Even if I can drop the fivetran_metadata connection from our connections assuming there is no dependency upon them, it still leaves me with the two tables created for Salesforce Connections.
Alex Thornbury User
- June 29, 2026 23:45
The fivetran_metadata Connector is optional, but requires an opt-out as far as I know. In other words, you create a Connector and the fivetran_metadata Connector is created automatically, then you have to delete it afterwards. An opt-in feature would preferable in my opinion.

Ideally, I would think that the Salesforce additional metadata functionality would be an opt-in feature, not an enabled by default feature that cannot be disabled.

If that is not doable, then any logging or similar append-only tables should be constructed with a reasonable attempt at data management. Ideally when PostgreSQL is the destination, it is configured such that PostgreSQL partitioning can be used - pg_partman is not required for this, but it very easy and flexible to use. At the very least the table have the necessary indexes such that DELETE statements are easy.

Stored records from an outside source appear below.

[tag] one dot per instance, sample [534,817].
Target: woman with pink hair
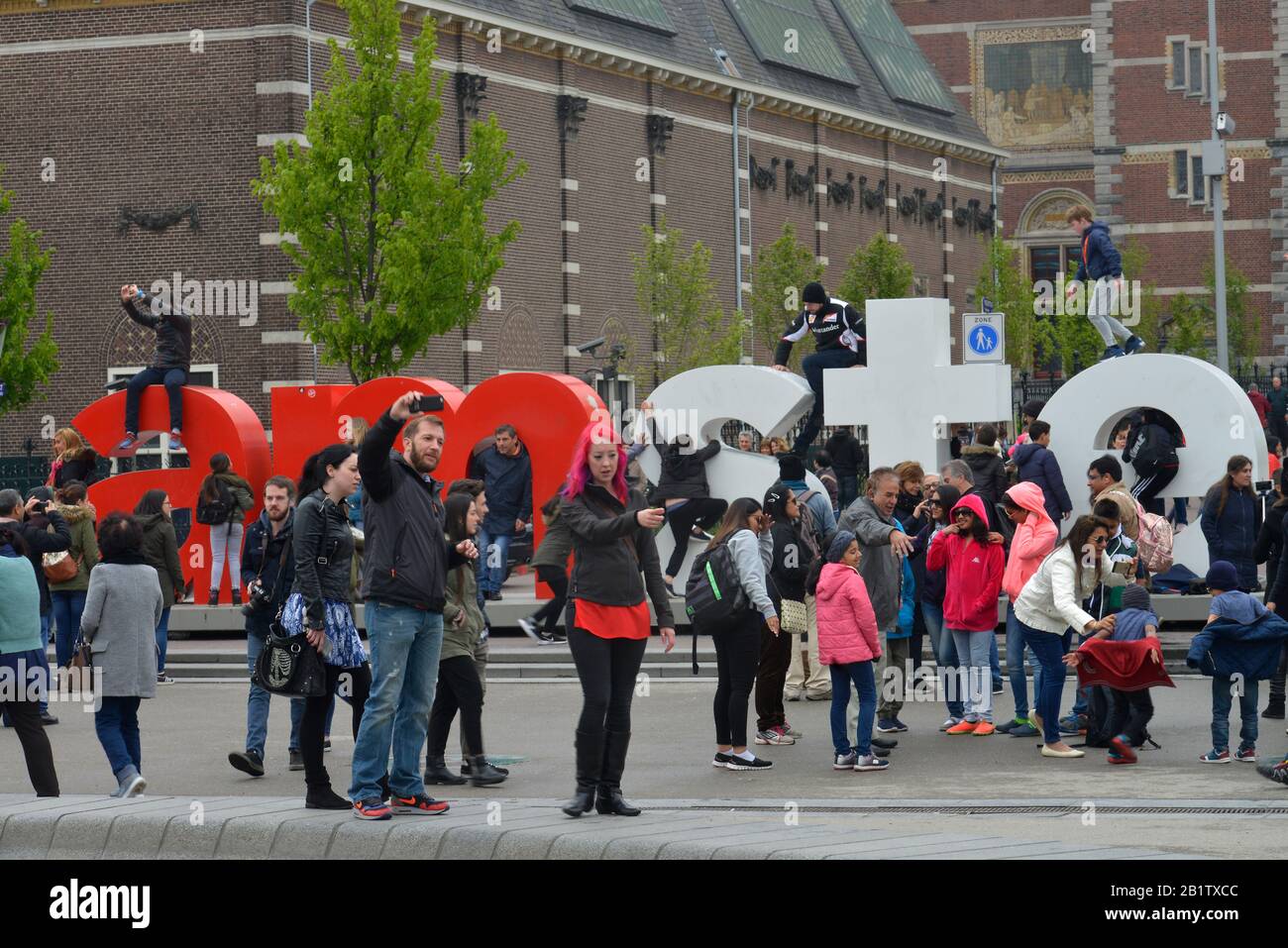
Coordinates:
[616,570]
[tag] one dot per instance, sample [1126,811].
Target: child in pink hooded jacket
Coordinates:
[1034,537]
[848,643]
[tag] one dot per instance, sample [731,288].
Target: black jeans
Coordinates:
[776,659]
[172,378]
[557,579]
[812,368]
[606,669]
[459,687]
[1128,714]
[703,511]
[34,740]
[737,656]
[316,712]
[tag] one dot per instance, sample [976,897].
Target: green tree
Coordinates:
[1243,325]
[1189,327]
[675,290]
[22,369]
[879,270]
[778,277]
[391,249]
[1003,282]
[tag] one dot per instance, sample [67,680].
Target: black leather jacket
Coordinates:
[323,549]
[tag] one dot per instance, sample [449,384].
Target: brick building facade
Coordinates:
[1121,128]
[127,112]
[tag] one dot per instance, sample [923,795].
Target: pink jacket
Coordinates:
[846,625]
[1033,539]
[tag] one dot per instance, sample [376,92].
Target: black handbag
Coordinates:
[290,665]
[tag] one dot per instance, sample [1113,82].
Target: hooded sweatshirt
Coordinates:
[846,625]
[1033,539]
[974,575]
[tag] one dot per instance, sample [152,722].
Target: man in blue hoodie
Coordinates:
[1104,268]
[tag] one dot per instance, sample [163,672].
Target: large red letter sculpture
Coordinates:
[213,421]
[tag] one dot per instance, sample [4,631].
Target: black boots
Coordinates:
[590,755]
[609,801]
[483,775]
[437,773]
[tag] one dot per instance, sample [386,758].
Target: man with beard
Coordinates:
[403,583]
[268,571]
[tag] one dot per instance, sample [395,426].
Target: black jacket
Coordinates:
[791,563]
[323,549]
[406,557]
[262,558]
[174,335]
[846,454]
[836,325]
[605,567]
[684,475]
[40,541]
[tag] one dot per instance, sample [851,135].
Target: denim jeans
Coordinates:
[975,682]
[162,638]
[117,727]
[68,608]
[258,699]
[404,646]
[1016,665]
[1048,649]
[493,548]
[864,683]
[1223,698]
[172,378]
[945,657]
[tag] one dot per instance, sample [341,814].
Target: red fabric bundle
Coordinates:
[1122,665]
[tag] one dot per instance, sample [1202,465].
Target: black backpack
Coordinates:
[215,511]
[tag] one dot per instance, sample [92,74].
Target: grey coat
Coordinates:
[123,608]
[881,572]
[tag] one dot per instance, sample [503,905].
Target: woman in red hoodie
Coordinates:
[974,579]
[848,643]
[1034,537]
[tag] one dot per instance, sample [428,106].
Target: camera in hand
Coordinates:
[428,403]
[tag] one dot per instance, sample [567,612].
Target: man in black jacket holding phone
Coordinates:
[403,583]
[170,365]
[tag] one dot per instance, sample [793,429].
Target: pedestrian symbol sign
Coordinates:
[983,338]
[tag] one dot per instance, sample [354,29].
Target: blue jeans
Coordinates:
[945,656]
[493,548]
[172,378]
[404,647]
[68,608]
[258,699]
[117,727]
[162,638]
[1222,703]
[1016,665]
[864,683]
[1048,649]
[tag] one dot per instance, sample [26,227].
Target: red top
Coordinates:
[612,621]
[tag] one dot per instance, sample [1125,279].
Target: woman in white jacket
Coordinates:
[1050,608]
[746,531]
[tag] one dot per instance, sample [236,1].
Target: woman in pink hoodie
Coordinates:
[848,643]
[974,579]
[1034,537]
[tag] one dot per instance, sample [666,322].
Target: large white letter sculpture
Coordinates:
[1215,415]
[911,390]
[768,401]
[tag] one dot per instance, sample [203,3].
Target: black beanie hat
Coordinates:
[791,468]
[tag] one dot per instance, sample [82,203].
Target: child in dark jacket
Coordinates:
[975,570]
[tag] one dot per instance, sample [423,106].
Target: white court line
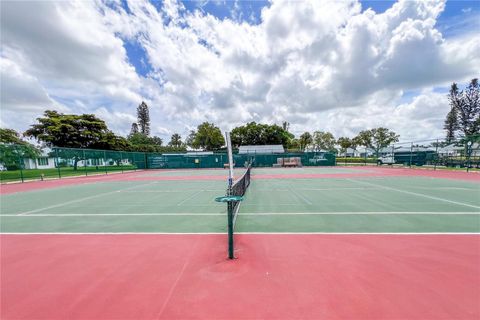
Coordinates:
[223,233]
[171,191]
[81,199]
[188,198]
[244,213]
[416,194]
[299,195]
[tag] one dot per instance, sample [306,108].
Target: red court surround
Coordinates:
[275,277]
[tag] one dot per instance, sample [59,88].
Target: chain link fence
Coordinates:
[16,164]
[461,154]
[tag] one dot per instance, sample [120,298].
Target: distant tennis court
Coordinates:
[330,242]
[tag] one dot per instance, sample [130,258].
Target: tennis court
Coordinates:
[330,242]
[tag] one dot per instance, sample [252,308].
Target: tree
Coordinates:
[134,128]
[260,134]
[469,109]
[75,131]
[191,138]
[143,117]
[294,144]
[377,138]
[344,144]
[69,130]
[324,141]
[175,141]
[464,114]
[451,125]
[13,149]
[208,137]
[144,143]
[305,140]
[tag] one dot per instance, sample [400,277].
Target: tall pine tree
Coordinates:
[451,125]
[143,119]
[134,129]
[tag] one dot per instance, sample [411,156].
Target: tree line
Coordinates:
[463,119]
[88,131]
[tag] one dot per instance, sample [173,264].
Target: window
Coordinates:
[42,161]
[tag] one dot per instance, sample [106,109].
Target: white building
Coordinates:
[265,149]
[44,161]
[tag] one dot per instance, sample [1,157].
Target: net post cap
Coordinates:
[228,198]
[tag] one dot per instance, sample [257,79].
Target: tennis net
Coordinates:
[237,189]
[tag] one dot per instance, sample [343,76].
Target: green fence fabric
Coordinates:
[17,164]
[219,160]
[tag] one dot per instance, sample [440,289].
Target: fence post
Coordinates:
[58,164]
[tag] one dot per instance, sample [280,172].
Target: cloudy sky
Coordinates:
[338,66]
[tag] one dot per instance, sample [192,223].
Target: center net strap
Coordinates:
[238,189]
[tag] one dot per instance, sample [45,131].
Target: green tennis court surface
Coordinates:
[344,204]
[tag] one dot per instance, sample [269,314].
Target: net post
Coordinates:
[105,161]
[21,162]
[230,230]
[85,163]
[58,163]
[411,155]
[230,159]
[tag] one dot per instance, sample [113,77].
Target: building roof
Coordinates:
[265,149]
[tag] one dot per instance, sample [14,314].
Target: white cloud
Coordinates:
[321,65]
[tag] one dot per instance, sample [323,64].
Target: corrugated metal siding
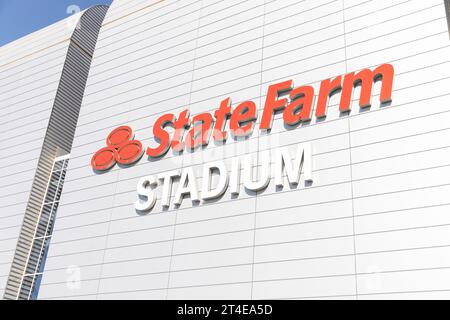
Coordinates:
[374,224]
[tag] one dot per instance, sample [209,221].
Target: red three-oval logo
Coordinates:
[121,148]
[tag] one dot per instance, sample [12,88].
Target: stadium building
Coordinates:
[228,149]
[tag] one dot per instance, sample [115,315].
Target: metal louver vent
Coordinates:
[29,257]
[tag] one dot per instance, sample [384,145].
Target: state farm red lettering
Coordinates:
[296,105]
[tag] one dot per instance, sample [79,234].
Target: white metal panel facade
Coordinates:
[30,70]
[375,222]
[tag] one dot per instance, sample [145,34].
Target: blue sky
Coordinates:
[21,17]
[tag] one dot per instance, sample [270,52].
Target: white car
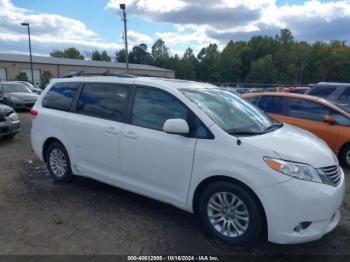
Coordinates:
[195,146]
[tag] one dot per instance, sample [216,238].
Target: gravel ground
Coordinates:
[40,216]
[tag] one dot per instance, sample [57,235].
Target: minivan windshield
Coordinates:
[231,113]
[15,88]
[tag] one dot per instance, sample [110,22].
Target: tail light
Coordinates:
[33,112]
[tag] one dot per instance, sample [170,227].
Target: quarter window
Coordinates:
[272,104]
[345,96]
[152,108]
[60,96]
[108,101]
[307,109]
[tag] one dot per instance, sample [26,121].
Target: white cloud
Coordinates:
[135,38]
[49,31]
[197,22]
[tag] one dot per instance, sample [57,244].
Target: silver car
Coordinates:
[9,122]
[17,96]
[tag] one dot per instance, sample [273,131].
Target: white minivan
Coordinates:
[195,146]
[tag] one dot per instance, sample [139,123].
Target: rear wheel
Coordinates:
[58,162]
[230,213]
[11,136]
[345,156]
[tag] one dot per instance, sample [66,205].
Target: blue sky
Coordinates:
[96,24]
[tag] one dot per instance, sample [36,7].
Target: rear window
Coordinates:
[322,91]
[253,100]
[272,104]
[306,109]
[60,96]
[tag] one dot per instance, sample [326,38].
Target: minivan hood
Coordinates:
[298,145]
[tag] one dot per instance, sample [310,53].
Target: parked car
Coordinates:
[195,146]
[9,122]
[326,119]
[17,95]
[297,90]
[338,92]
[30,86]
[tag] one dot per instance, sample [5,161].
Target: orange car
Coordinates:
[326,119]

In addition, if the management of these tables falls upon the customer then it should be well documented on how to do it. If this is documented, then it was not easily found in the documents.
Alex Thornbury User
- July 01, 2026 14:18
Managing the partitions with pg_partman's maintenance script drops the oldest partition and successfully creates the newest future partition based on the table settings in pg_partman's part_config table in 1 to 2 seconds. Being able to manage large volumes of data easily like this is a huge win. Much easier than expensive and slow DELETE statements.